Bir süredir hızlanan, artan ve öngörülemez hale gelen yargı hamlelerinin vadesi belli olmayan seçimle ilgisi aşikardır. “Yargıya güvenmeliyiz… Adalet ne diyorsa o” kabilinden lafların gerçekte ne manaya geldiğini herkes biliyor. Bu yüzden, hukuki sonuçları değilse de siyasi sonuçları kestirebilmek içini yargı sürecini beklemek gerekmiyor. Millet olarak yeterince tecrübemiz var.
Evet, olup bitenlerin tamamı seçim için…
Bugünden sonra herşey iktidarın umduğu gibi giderse, ortalık sütliman olursa büyük bir siyaset mühendisliği başarısı gerçekleşecek demektir. Rakip aday (İmamoğlu) tasfiye edilecek, rakip parti (CHP) itibarsızlaştırılacak ve bütün bunlar olup biterken iktidara da bir şey sıçramayacak. Yani seçmen, hepsi birbirinden zayıf davaların veya belediye operasyonlarının siyasi bir gerekçesi olmadığını, arkasında iktidar gücü bulunmadığını düşünecek. Adalet tahakkuk etmiş olacak, yargı karar vermiş olacak. Dolayısıyla, kimse iktidara laf edilemeyecek. Rakipsiz kalan Erdoğan yeniden aday olup seçilecek, partisi de uçup gidecek.
Ne var ki hayat böyle cömert değil…
Maksat hasıl olsa bile ve Erdoğan’ın en güçlü rakibi olan İmamoğlu yargı marifetiyle oyun dışına atılsa bile, millet bunun ne anlama geldiğini elbette bilecek. Oyunu böyle oynarsanız, itibardan tasarruf etmek zorunda kalırsınız. Hem mutlak sonuç isteyeceksiniz, hem de arka planda yapılanlar sizden bilinmeyecek; o olmaz.
Seçmen, tıpkı 2019 Mart seçiminin iptal edilme sebebini çok iyi anladığı ve Haziran’da cevabını verdiği gibi bugün de neler olduğunu biliyor.
Nereden biliyor?
26 sene önce Tayyip Erdoğan’a yine yargı eliyle çıkarılan engellerden, verilen siyasi yasaktan biliyor.
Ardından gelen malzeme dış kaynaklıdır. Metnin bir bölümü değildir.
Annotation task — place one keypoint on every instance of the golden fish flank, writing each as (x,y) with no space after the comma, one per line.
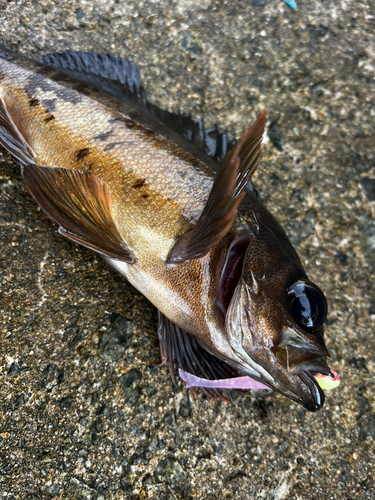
(232,295)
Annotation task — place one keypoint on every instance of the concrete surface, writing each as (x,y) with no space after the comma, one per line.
(83,414)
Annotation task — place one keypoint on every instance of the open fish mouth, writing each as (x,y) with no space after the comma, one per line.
(314,379)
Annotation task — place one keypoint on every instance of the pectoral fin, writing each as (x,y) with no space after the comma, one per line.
(81,204)
(11,138)
(227,192)
(182,350)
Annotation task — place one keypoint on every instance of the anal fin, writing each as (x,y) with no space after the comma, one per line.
(181,350)
(81,204)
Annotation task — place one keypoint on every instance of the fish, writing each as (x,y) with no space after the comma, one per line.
(170,206)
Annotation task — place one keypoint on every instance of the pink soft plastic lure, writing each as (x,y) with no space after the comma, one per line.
(326,382)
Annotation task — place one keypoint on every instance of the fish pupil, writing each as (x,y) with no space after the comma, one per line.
(304,310)
(308,305)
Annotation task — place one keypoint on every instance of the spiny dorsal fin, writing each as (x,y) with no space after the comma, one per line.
(81,204)
(226,195)
(11,138)
(121,78)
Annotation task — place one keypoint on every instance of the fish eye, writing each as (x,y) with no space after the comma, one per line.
(307,304)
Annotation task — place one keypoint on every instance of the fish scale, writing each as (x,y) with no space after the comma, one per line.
(232,295)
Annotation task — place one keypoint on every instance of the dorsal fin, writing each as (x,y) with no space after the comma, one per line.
(121,78)
(226,194)
(81,204)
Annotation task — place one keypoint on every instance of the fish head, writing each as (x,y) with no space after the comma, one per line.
(274,320)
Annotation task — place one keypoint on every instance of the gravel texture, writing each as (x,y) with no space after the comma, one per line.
(83,413)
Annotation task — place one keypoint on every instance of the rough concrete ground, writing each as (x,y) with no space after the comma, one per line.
(83,414)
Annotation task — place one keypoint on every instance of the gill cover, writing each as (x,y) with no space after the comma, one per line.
(274,319)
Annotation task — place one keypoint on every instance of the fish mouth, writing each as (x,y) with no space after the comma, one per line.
(312,397)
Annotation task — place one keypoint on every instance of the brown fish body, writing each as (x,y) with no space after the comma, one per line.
(157,189)
(157,192)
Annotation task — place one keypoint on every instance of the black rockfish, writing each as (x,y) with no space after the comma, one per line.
(232,295)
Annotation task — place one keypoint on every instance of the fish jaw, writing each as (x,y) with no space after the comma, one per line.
(259,349)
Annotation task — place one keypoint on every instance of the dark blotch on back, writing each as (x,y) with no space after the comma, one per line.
(82,153)
(34,102)
(139,183)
Tam da bu sebeple, aynı filmi bugün yeniden izleyen sağduyulu, mantıklı ve vicdanlı kitlelerin yüzü ekşiyor. Yine mi bunları yaşayacağız, yine mi aynı sahne kuruluyor, hissiyatıyla…
O zamanlar sonuç alamayan, işe yaramayan bir girişime bugün neden itimat edilir? Neden yeniden daha da acımasız yollara tevessül edilir? İmamoğlu’na zarar verecek şekilde bütün ilçe belediyelerini hedefe koyan, İBB Başkanı’nın bütün hayatını mahvetmeye kararlı bir hücum yakın tarihte hiçbir siyasetçiye yapılmamıştı. Koltuğa oturduğu ilk günden itibaren benzersiz bir hücumla karşı karşıya. Tek suçu potansiyel Cumhurbaşkanı adayı olması. Böyle bir kumaşı olmasaydı ne ahmak davası olurdu ne diploma uydurması, ne ilçe belediye başkanları içeri alınırdı ne de medyada karalama kampanyası olurdu…
İmamoğlu’nun suçu, yukarıya doğru gidebilecek, siyaseten denge bozacak, rahatsız edici bir büyüme potansiyeli olmasıdır. Karışanı görüşeni olması, tankla topla üzerine gidilmesi bundandır.
Elbette kendisi de centilmenlik dışı, sert ve kuralları rakibi tarafından belirlenen bir oyuna mecbur olmasının gerçek sebebini biliyor. Teslim olmaması ve ses tonunu hergün biraz daha yükseltmesi bundandır. Tek çıkış yolu millete, iradesinin sınırlandığını anlatıp, oradan alacağı destemle yasakları parçalayıp atmaktır. Bunu da yakın tarihte yaşanan aynı hikayeden biliyoruz.
Bir demokraside en tahammül edilemez ve can sıkıcı olan şey, siyaset mühendisliğidir. Milletin seçenekleri uyduma bahanelerle tasfiye edilemez. Hele bu Cumhurbaşkanlığı seçimini hedefleyen bir hamleyse; yani ülkenin kaderini doğrudan etkileyecekse demokrasinin varlığı da sorgulanır.
Konuştuğumuz şeye bakın…
Bu kadar acı tecrübeden sonra, aynı tecrübenin mağdurları eliyle geldiğimiz noktanın talihsizliğine bakın.
Ne büyük siyaset, ne büyük ilerleme!